Her eyes filled, and she nodded, pressing her lips together.
“Why didn’t you warn me?” he was devastated. Spinning away from her he stumbled a few feet into the shallow water and stopped, unable to work out what came next.
“It wasn’t even something I understood until the last minute,” she said, her words thick with pain. “I felt this wave of grief falling over me. Then I suddenly knew that if he was the one to end the curse, maybe he would end all of it.”
“And you were okay with that? You were trying to make it happen,” he repeated numbly. The world was falling out beneath him.
He heard her splash through the water, felt her beside him, the touch of her warm hand on his arm. “Not okay with it...but...for you. I thought it was what you wanted,” she said, her voice choked with tears. “To be free. More than anything, to not be Nemaro.”
He stared at her tear-streaked face, and sad, clear gaze. His world slowly tilted right way up again. “What did I nearly do?” he said hoarsely. He began to tremble as it sank in. “I put you in danger. Skye, we’re connected. Me with you, you with me. If I end, if the curse and everything about it ends... If it’s the stolen lives keeping you alive...then you end too. Why did you think I would want that?”
“I just wanted you to be free,” she whispered.
He felt dazed with awe. Once again Skye had showed him what it was to be human. What it was to be her. Skye. He waded from the water and sank down to kneel on the wet sand. In seconds she was in front of him, her hands on his shoulders, her eyes wide with concern.
“I was running so hard towards the idea of free, I didn’t think what it might cost us. What it might cost you.”

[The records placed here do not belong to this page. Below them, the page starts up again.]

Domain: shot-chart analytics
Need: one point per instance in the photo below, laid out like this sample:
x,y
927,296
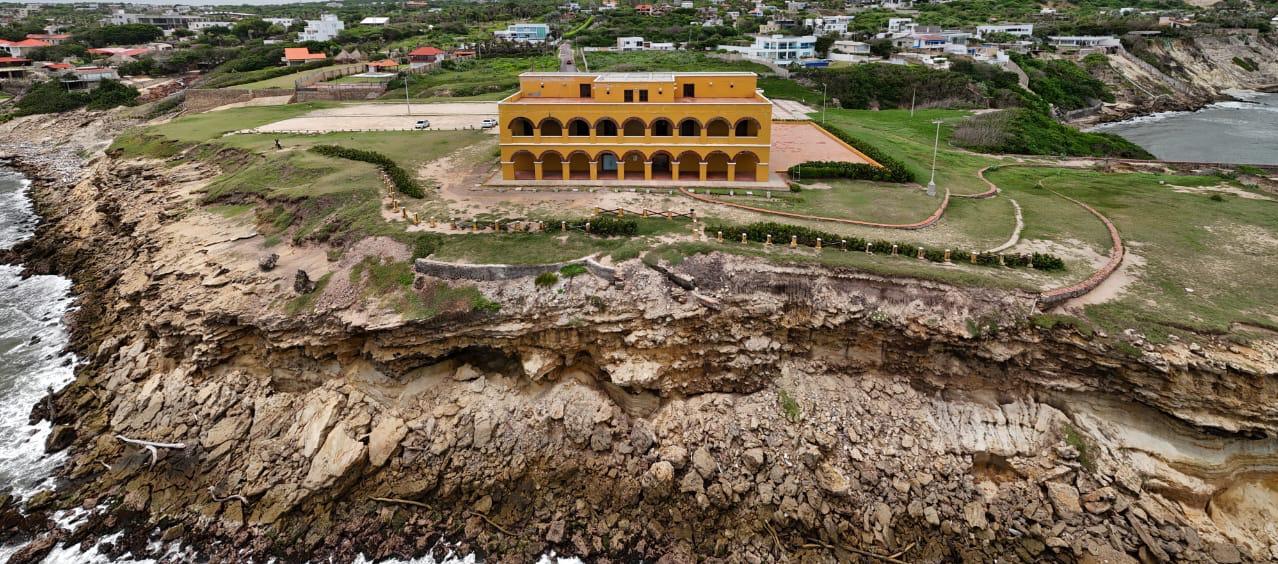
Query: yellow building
x,y
635,125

“It’s okay. I get it. You’ve been trapped, all of you, forever. Finding this one tiny, but maybe impossible, chance to be free... You had to take it. I understand.”

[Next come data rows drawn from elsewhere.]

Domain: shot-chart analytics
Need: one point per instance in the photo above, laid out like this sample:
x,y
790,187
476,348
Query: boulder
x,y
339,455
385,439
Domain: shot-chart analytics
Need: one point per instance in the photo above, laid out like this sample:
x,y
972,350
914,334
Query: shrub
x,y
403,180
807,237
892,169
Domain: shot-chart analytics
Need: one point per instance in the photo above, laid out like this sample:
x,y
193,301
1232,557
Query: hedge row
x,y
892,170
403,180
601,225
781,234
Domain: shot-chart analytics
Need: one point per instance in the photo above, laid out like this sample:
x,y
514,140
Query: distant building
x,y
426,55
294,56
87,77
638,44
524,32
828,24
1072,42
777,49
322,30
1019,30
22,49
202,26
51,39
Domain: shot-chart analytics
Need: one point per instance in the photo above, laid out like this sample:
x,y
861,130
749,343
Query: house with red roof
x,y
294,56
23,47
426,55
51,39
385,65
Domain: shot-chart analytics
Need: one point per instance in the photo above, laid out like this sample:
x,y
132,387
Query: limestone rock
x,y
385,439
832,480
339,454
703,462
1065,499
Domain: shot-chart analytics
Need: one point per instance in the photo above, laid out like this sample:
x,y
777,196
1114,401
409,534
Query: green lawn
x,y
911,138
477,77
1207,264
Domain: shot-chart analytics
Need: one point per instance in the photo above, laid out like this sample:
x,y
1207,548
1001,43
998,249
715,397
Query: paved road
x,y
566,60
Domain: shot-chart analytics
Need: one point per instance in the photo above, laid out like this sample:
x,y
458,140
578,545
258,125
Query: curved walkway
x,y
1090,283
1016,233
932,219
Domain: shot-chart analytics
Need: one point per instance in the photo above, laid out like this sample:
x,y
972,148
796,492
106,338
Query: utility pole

“You astonish me. You are, as always, so much more than I could ever hope to be. You are the strongest, most selfless, yet fragile being I have ever beheld.” Lifting gentle fingers, he smoothed a strand of hair behind her ear. Because he still could. He traced his fingertips around the delicate shell of her ear and along her jaw, stroked them over her curving cheek, and heard her fluttering intake of breath as he cradled her beautiful face in his hands and lowered his lips to hers. Her lips...

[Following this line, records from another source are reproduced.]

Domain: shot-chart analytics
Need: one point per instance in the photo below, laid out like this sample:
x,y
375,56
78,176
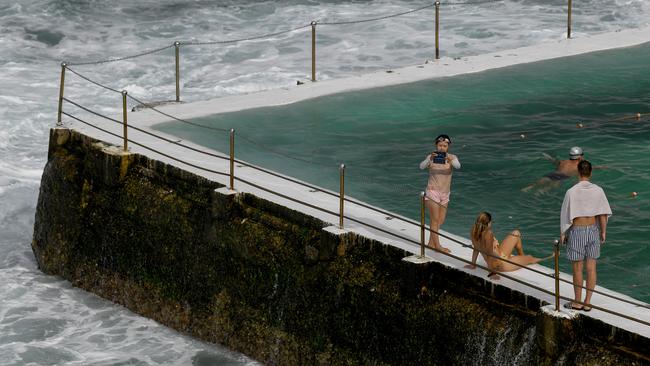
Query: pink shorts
x,y
437,196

He’d meant to just brush them with his own, feel their petal-softness against his, knowing that he had nearly lost her forever. But they were addictive; so persuasive as they smiled against his. Her arms pulled him close, and he felt the matching hunger in her kisses. But this wasn’t finished. He pulled gently back.
“What?” She searched his eyes.
“I - I wonder. Could I really be like you, and do right by others even if it costs me everything.”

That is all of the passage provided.